A escolha dos dois candidatos a suplente de senador é a definição que falta para que a juíza aposentada Selma Arruda decida em qual partido se filiará. Selma exige liberdade na hora da definição dos nomes, já que se preocupa com sua honra ilibada.

Chico Ferreira

“Minha campanha tem que ser limpa e honesta, então,estou negociando os suplentes. Isso é o que falta para eu definir minha filiação”, disse para A Gazeta, sinalizando já ter definido que vai mesmo disputar uma das duas vagas ao Senado disponíveis neste ano.

Apesar de ter aposentado a toga, Selma Arruda deve manter a postura “linha dura” e a bandeira anti-corrupção. O partido com diálogo mais avançado é o PSL, que vem fazendo todos os esforços necessários para concretizar a filiação.

O partido chegou a baixar uma resolução impedindo a adesão de “condenados” e “delatados” para agradar a juíza aposentada. Deputado federal e presidenciável, Jair Bolsonaro (PSL/RJ), também gravou um vídeo elogiando a atuação de Selma no combate a corrupção. “Se eu não tiver a liberdade de negociar a suplência no PSL, procurarei outro partido”, adiantou Selma.

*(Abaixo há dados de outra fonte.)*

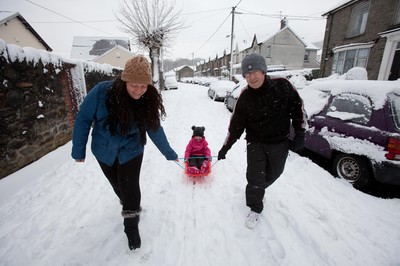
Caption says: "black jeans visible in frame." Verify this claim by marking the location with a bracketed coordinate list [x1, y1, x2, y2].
[246, 141, 289, 213]
[98, 153, 143, 211]
[189, 155, 206, 169]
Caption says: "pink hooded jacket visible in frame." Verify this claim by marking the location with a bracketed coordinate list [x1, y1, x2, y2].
[184, 137, 211, 159]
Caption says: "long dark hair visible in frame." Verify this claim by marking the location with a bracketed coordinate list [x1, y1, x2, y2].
[104, 76, 166, 145]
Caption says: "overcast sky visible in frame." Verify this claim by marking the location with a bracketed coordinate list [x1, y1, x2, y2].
[0, 0, 347, 59]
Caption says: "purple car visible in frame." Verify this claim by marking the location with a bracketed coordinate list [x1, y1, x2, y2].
[299, 80, 400, 188]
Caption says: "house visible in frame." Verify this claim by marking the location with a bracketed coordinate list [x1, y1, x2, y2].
[321, 0, 400, 80]
[0, 11, 52, 52]
[196, 19, 319, 76]
[175, 66, 194, 81]
[71, 36, 135, 68]
[242, 19, 319, 69]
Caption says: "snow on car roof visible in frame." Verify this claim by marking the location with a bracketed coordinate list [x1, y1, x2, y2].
[301, 80, 400, 110]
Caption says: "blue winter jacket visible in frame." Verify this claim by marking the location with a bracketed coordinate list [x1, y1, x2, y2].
[72, 81, 178, 166]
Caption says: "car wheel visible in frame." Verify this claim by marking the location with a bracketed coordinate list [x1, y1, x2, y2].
[333, 153, 372, 188]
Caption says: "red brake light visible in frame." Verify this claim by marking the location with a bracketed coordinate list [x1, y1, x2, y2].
[385, 138, 400, 160]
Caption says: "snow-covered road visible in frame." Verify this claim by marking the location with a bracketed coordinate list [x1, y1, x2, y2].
[0, 84, 400, 266]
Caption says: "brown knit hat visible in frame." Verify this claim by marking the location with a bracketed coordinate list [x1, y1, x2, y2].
[121, 55, 153, 84]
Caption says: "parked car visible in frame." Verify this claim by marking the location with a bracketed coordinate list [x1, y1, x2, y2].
[164, 75, 178, 90]
[208, 80, 236, 102]
[225, 80, 247, 112]
[291, 80, 400, 188]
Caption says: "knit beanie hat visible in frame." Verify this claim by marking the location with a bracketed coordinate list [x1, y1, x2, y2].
[242, 54, 267, 77]
[121, 55, 152, 84]
[192, 126, 206, 137]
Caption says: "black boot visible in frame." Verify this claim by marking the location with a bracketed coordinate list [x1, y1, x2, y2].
[124, 215, 142, 250]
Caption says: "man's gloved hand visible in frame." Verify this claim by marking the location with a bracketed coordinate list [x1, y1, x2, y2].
[290, 132, 305, 152]
[218, 145, 228, 160]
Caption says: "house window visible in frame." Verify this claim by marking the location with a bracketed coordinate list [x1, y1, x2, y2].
[347, 1, 370, 37]
[394, 0, 400, 24]
[332, 48, 369, 75]
[304, 51, 310, 63]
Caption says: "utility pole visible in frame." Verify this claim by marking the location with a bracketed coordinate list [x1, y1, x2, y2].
[192, 53, 196, 78]
[229, 6, 236, 80]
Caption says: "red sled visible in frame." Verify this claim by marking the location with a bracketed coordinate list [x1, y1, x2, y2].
[185, 160, 211, 178]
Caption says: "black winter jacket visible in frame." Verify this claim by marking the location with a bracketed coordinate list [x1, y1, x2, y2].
[224, 75, 307, 150]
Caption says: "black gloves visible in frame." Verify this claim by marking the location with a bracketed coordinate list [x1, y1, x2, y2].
[290, 132, 305, 152]
[218, 145, 229, 160]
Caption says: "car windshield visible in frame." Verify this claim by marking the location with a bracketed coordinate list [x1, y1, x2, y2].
[389, 94, 400, 129]
[327, 94, 372, 124]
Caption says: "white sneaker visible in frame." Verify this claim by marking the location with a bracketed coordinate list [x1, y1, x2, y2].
[246, 211, 260, 229]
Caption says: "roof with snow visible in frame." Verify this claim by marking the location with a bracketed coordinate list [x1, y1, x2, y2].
[0, 11, 53, 52]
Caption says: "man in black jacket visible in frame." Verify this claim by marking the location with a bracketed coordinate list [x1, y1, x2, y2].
[218, 54, 307, 228]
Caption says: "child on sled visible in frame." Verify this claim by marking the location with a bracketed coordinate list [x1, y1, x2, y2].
[184, 126, 212, 175]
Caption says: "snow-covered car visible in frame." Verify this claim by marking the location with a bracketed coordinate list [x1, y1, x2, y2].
[207, 80, 236, 102]
[164, 76, 178, 90]
[225, 80, 247, 112]
[291, 80, 400, 188]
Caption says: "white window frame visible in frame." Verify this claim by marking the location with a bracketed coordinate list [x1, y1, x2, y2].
[347, 1, 370, 38]
[393, 0, 400, 25]
[332, 43, 373, 75]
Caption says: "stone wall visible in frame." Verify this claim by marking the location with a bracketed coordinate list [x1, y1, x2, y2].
[0, 43, 120, 179]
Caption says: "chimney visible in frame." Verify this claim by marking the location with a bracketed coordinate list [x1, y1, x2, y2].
[281, 17, 288, 29]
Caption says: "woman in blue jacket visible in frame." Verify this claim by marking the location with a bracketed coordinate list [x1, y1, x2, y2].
[72, 55, 178, 250]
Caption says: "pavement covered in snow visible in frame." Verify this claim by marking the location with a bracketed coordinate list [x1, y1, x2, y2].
[0, 83, 400, 266]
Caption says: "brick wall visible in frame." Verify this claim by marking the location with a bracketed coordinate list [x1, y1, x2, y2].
[321, 0, 399, 80]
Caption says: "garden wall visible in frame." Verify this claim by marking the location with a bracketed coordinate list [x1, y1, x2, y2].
[0, 40, 121, 179]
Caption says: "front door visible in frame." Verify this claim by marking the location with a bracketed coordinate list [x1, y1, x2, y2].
[389, 43, 400, 80]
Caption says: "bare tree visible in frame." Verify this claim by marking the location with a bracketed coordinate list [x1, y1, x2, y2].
[117, 0, 183, 90]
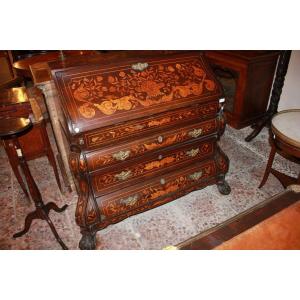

Além do PSL, o governador Pedro Taques (PSDB) pretende conversar com a juíza aposentada. Nos bastidores, a informação é que o tucano teria a intenção de convidá-la para o PPS ou Solidariedade (SD), partidos que estão fechados no apoio ao seu projeto de reeleição.

Porém, até o fechamento desta edição, o governador ainda não tinha procurado a magistrada. Selma Arruda está aposentada desde o dia 27. A decisão foi assinada pelo presidente do Tribunal de Justiça, Rui Ramos, num ato “ad referendum”.

Selma é conhecida nacionalmente por suas decisões contra personagens importantes da política mato-grossense. Foi ela que determinou a prisão do ex-governador, Silval Barbosa, no dia 15 de setembro de 2015. Ela também expediu mandados de privação de liberdade contra o ex-presidente da Assembleia Legislativa, José Geraldo Riva.